When model capabilities shift — as they inevitably will — swap one configuration line. Specs transfer. Verification criteria transfer. Learning history transfers. Investments compound regardless of current leading models.
Practical implementation
The command rooben go "Build a REST API with CRUD endpoints, input validation, tests, and a Dockerfile" generates a specification for review and approval.
Execution proceeds through:
- Specification decomposition into task graphs
- Structure validation (no cycles, orphaned tasks, missing dependencies)
- Parallel task dispatch to agents
- Structured context delivery (only necessary information)
- Output verification via test runners and LLM judges
- Structured feedback injection for failed task retries
- Cost reporting showing per-agent, per-model token usage
The system maintains protocol-based throughout — swappable LLM providers, state backends, verifiers, planners, and agents via structural typing without framework lock-in or inheritance requirements.
Future architecture
Current open-source capabilities handle flat fan-out: planners spawn 3–5 agents working task graphs in parallel.
Next phases introduce hierarchical structures.
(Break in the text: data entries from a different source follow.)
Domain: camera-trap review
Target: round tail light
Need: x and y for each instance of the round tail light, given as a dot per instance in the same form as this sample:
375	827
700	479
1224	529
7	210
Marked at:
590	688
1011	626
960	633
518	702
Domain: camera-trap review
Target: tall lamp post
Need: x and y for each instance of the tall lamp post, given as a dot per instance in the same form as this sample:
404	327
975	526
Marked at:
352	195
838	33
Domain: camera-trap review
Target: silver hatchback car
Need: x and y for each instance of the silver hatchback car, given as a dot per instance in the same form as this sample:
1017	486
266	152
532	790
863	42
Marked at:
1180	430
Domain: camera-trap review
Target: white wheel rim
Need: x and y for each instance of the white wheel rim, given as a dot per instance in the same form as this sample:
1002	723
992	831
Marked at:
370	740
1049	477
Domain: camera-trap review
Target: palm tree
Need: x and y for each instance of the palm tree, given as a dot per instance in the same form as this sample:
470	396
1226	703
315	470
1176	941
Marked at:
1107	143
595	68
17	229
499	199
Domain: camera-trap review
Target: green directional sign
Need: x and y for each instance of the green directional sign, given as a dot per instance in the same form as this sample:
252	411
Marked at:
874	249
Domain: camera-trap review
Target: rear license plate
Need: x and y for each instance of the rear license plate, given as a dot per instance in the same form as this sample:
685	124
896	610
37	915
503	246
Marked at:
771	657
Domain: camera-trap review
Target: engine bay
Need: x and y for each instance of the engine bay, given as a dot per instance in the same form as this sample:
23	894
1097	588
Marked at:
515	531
Via the A2A (Agent-to-Agent) protocol in Rooben Pro, agents spawn sub-agents. A research lead receives tasks, writes sub-specifications, dispatches specialized workers, verifies output, and reports upward — agent trees rather than flat pools.
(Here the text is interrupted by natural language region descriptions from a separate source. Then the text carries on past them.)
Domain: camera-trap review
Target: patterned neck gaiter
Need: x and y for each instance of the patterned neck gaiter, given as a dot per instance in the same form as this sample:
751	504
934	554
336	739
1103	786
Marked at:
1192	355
Specs compose naturally: parent spec deliverables become child spec inputs. Organizational layers in Rooben Pro map team members to departments and roles with tracked outcomes across workflows, enabling the system to learn contextual definitions of quality.
The gradient progresses from individual developers using the CLI for single workflows to armies of specialized agents mapped to organizational roles, each refining specifications over iterations. The 50th workflow execution measurably improves over the first.
Moving forward
Rooben remains open-source with a roadmap covering expanded agent transports, cross-run learning, marketplace integrations, and hierarchical orchestration. Detailed technical comparisons and harness engineering guidance are available in project documentation.